The move has helped to achieve better alignment between their boys' and girls' programs and helped encourage more students to play cricket. 

Tomos Fowler, the school’s head of cricket, explained: "We've done that to ensure that there's parity across the boys' and girls' programme, because it looked like on fixture days that we were the boys and the girls separately, because the girls were playing coloured kit for obvious reasons.

"We play a lot of T20 cricket for the younger ones, and then we try and get a 40 over game, 30 to 5 over to 40 over game for every age team level. But then obviously our first team cricket, we still play in the classic whites and red balls for some fixtures, and then we play some games in coloured kit with a new pink ball or white ball from both ends, just bringing it a bit more in line with what pathways are doing, with what the kids see on the big screen."

This is a unique move and Forest believe they are one of the first schools in the country to put all their teams, apart from the boys' first team, in coloured kit. 

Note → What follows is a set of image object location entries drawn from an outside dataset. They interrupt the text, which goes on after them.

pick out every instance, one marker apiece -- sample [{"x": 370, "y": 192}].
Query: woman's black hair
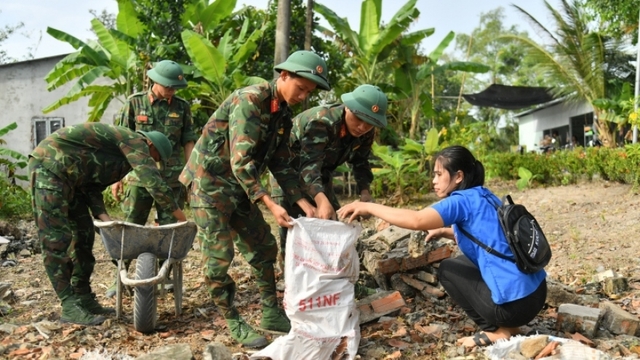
[{"x": 459, "y": 158}]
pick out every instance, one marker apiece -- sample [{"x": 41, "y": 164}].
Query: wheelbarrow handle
[{"x": 162, "y": 275}]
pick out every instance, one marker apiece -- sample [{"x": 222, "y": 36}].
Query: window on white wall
[{"x": 45, "y": 126}]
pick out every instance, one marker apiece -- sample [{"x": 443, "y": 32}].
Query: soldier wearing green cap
[
  {"x": 69, "y": 170},
  {"x": 160, "y": 110},
  {"x": 246, "y": 136},
  {"x": 323, "y": 138}
]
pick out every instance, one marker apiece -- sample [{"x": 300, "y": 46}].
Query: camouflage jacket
[
  {"x": 144, "y": 111},
  {"x": 320, "y": 143},
  {"x": 92, "y": 156},
  {"x": 246, "y": 135}
]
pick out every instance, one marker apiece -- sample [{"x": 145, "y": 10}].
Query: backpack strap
[{"x": 487, "y": 248}]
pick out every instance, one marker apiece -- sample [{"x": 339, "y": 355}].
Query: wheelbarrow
[{"x": 128, "y": 241}]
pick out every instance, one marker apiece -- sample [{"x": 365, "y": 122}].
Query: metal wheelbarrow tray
[{"x": 128, "y": 241}]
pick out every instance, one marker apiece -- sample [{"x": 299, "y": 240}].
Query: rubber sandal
[{"x": 481, "y": 339}]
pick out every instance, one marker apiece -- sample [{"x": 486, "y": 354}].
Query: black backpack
[{"x": 524, "y": 235}]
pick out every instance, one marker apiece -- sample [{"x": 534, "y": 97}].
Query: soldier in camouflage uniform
[
  {"x": 246, "y": 135},
  {"x": 160, "y": 110},
  {"x": 323, "y": 138},
  {"x": 69, "y": 170}
]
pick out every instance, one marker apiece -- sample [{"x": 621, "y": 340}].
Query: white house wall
[
  {"x": 24, "y": 95},
  {"x": 532, "y": 125}
]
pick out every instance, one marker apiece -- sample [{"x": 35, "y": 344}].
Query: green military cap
[
  {"x": 368, "y": 103},
  {"x": 161, "y": 143},
  {"x": 309, "y": 65},
  {"x": 169, "y": 74}
]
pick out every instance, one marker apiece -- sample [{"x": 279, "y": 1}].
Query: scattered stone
[
  {"x": 531, "y": 347},
  {"x": 604, "y": 275},
  {"x": 216, "y": 351},
  {"x": 377, "y": 305},
  {"x": 575, "y": 318},
  {"x": 8, "y": 328},
  {"x": 615, "y": 286},
  {"x": 617, "y": 321},
  {"x": 427, "y": 277},
  {"x": 9, "y": 262},
  {"x": 558, "y": 294},
  {"x": 169, "y": 352}
]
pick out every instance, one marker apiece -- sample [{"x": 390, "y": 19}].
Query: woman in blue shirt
[{"x": 497, "y": 296}]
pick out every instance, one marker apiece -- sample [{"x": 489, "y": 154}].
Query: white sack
[{"x": 321, "y": 268}]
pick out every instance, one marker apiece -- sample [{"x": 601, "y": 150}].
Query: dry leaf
[
  {"x": 398, "y": 343},
  {"x": 207, "y": 334},
  {"x": 402, "y": 331},
  {"x": 395, "y": 355}
]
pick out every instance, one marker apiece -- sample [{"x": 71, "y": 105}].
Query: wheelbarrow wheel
[{"x": 145, "y": 301}]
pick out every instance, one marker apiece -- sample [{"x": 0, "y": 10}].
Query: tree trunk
[
  {"x": 308, "y": 34},
  {"x": 282, "y": 32}
]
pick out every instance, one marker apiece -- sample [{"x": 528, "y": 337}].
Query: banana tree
[
  {"x": 217, "y": 68},
  {"x": 375, "y": 42},
  {"x": 11, "y": 160},
  {"x": 111, "y": 57},
  {"x": 415, "y": 79},
  {"x": 119, "y": 55}
]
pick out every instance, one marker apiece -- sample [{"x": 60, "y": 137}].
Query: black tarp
[{"x": 509, "y": 97}]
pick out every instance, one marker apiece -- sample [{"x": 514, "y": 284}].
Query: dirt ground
[{"x": 592, "y": 227}]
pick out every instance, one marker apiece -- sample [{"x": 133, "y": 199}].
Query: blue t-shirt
[{"x": 471, "y": 210}]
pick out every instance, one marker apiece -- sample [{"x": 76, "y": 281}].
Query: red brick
[
  {"x": 410, "y": 263},
  {"x": 412, "y": 282},
  {"x": 438, "y": 254},
  {"x": 389, "y": 303},
  {"x": 389, "y": 266}
]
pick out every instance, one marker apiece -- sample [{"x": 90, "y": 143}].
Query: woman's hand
[
  {"x": 354, "y": 210},
  {"x": 445, "y": 232},
  {"x": 307, "y": 208}
]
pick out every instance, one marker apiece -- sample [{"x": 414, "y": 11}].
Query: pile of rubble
[{"x": 601, "y": 316}]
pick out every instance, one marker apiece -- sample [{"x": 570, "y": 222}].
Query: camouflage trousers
[
  {"x": 65, "y": 231},
  {"x": 138, "y": 202},
  {"x": 240, "y": 223}
]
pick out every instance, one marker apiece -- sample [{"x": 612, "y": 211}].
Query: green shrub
[{"x": 15, "y": 202}]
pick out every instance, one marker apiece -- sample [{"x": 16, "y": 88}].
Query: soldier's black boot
[
  {"x": 89, "y": 302},
  {"x": 73, "y": 312},
  {"x": 239, "y": 329}
]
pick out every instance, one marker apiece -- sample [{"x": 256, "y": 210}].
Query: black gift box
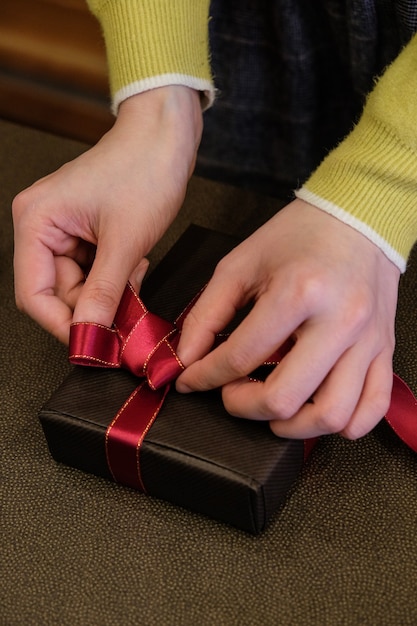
[{"x": 195, "y": 455}]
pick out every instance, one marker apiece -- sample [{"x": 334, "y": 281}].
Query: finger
[
  {"x": 69, "y": 281},
  {"x": 248, "y": 346},
  {"x": 35, "y": 275},
  {"x": 138, "y": 274},
  {"x": 348, "y": 403},
  {"x": 279, "y": 398},
  {"x": 113, "y": 264},
  {"x": 210, "y": 314},
  {"x": 374, "y": 401}
]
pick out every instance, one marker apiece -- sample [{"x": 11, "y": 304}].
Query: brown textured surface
[{"x": 78, "y": 550}]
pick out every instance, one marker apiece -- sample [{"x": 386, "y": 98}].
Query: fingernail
[{"x": 182, "y": 388}]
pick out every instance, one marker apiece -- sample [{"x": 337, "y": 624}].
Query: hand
[
  {"x": 322, "y": 282},
  {"x": 103, "y": 212}
]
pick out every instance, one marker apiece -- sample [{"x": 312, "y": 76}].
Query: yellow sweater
[{"x": 369, "y": 181}]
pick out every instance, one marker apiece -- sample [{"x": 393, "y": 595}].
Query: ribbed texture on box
[{"x": 154, "y": 43}]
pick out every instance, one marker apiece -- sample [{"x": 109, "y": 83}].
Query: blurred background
[{"x": 53, "y": 73}]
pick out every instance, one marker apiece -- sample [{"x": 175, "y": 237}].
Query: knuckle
[
  {"x": 308, "y": 287},
  {"x": 103, "y": 294},
  {"x": 239, "y": 363},
  {"x": 332, "y": 420},
  {"x": 280, "y": 406},
  {"x": 358, "y": 312},
  {"x": 20, "y": 204}
]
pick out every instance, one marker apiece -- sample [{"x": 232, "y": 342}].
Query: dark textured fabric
[
  {"x": 292, "y": 76},
  {"x": 77, "y": 550}
]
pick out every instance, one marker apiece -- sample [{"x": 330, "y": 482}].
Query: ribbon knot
[
  {"x": 139, "y": 341},
  {"x": 145, "y": 344}
]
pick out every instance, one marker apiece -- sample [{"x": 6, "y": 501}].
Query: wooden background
[{"x": 53, "y": 72}]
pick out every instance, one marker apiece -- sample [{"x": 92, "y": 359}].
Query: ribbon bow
[{"x": 145, "y": 344}]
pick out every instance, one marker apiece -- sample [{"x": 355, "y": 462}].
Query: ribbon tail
[
  {"x": 402, "y": 413},
  {"x": 127, "y": 431}
]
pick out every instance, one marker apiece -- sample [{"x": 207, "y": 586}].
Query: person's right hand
[{"x": 104, "y": 211}]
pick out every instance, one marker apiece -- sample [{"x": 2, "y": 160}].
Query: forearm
[
  {"x": 370, "y": 180},
  {"x": 155, "y": 43}
]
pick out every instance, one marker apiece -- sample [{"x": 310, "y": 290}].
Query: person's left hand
[{"x": 325, "y": 284}]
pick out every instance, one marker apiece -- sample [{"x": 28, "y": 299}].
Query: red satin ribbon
[{"x": 145, "y": 344}]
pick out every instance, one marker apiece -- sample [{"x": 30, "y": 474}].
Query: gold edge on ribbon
[
  {"x": 144, "y": 433},
  {"x": 113, "y": 422},
  {"x": 88, "y": 357}
]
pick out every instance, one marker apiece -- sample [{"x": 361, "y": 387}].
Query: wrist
[{"x": 174, "y": 105}]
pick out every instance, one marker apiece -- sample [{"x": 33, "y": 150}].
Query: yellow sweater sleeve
[
  {"x": 153, "y": 43},
  {"x": 370, "y": 180}
]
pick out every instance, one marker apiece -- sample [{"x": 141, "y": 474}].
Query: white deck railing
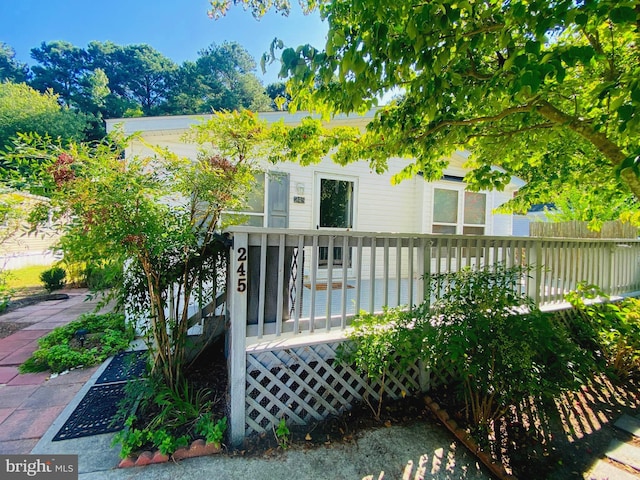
[
  {"x": 292, "y": 293},
  {"x": 292, "y": 282}
]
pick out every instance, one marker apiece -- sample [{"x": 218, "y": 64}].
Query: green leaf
[
  {"x": 622, "y": 15},
  {"x": 625, "y": 112}
]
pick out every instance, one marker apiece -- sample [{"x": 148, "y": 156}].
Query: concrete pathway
[
  {"x": 29, "y": 403},
  {"x": 623, "y": 458}
]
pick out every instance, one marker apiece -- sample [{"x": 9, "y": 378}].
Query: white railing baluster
[
  {"x": 262, "y": 285},
  {"x": 385, "y": 272},
  {"x": 398, "y": 270},
  {"x": 280, "y": 295},
  {"x": 556, "y": 267},
  {"x": 329, "y": 289},
  {"x": 372, "y": 275},
  {"x": 410, "y": 263},
  {"x": 359, "y": 275}
]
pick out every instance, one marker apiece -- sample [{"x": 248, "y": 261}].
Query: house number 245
[{"x": 242, "y": 269}]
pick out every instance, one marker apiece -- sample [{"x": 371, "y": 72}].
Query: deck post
[{"x": 237, "y": 359}]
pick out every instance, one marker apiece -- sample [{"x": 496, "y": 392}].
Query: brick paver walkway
[{"x": 29, "y": 403}]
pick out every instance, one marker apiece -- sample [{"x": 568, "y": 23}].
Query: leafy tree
[
  {"x": 279, "y": 96},
  {"x": 10, "y": 69},
  {"x": 548, "y": 91},
  {"x": 158, "y": 213},
  {"x": 24, "y": 110},
  {"x": 221, "y": 78},
  {"x": 61, "y": 68}
]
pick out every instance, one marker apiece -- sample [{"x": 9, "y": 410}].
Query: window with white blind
[{"x": 456, "y": 211}]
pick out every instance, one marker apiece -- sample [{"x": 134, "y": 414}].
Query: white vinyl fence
[{"x": 291, "y": 294}]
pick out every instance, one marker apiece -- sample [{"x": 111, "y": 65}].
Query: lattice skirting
[{"x": 306, "y": 383}]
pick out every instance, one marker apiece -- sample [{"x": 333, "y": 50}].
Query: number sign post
[{"x": 237, "y": 336}]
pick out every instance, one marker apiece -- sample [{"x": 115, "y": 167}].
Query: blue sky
[{"x": 176, "y": 28}]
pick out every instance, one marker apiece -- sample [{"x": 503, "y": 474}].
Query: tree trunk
[{"x": 609, "y": 150}]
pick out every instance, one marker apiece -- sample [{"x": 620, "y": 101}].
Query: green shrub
[
  {"x": 53, "y": 278},
  {"x": 62, "y": 349},
  {"x": 5, "y": 291},
  {"x": 611, "y": 330},
  {"x": 180, "y": 416},
  {"x": 500, "y": 347},
  {"x": 378, "y": 343}
]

To grow participation across the school, they introduced an extra midweek session, and it has bore immediate fruit. The girls section, especially, has developed massively in recent times.

"Over the last two years, the girls' numbers have grown massively in the school," Fowler said.

"We were up to about 70 to 80 girls in Year 7 and 8 playing cricket, so we were playing A's and B's, which was the first time the school's done it, so that's brilliant. I think the biggest part of the programme's definitely been on the girls' side of things, and we've had a lot of success there over the last few years."

Amu Surenkumar, who attended the school, has been a source of inspiration and in Fowler’s words "something really good for them to look up to" after a summer in which she has played for Warwickshire and was in the Manchester Originals squad. 

Individual success has underpinned the progress of the programme, Manveer Kathuria scored a century in the 1st XI as an Under-14, Areeb Rashid made two T20 centuries in the same day and Jeevan Kathuria made five consecutive hundreds in as many games.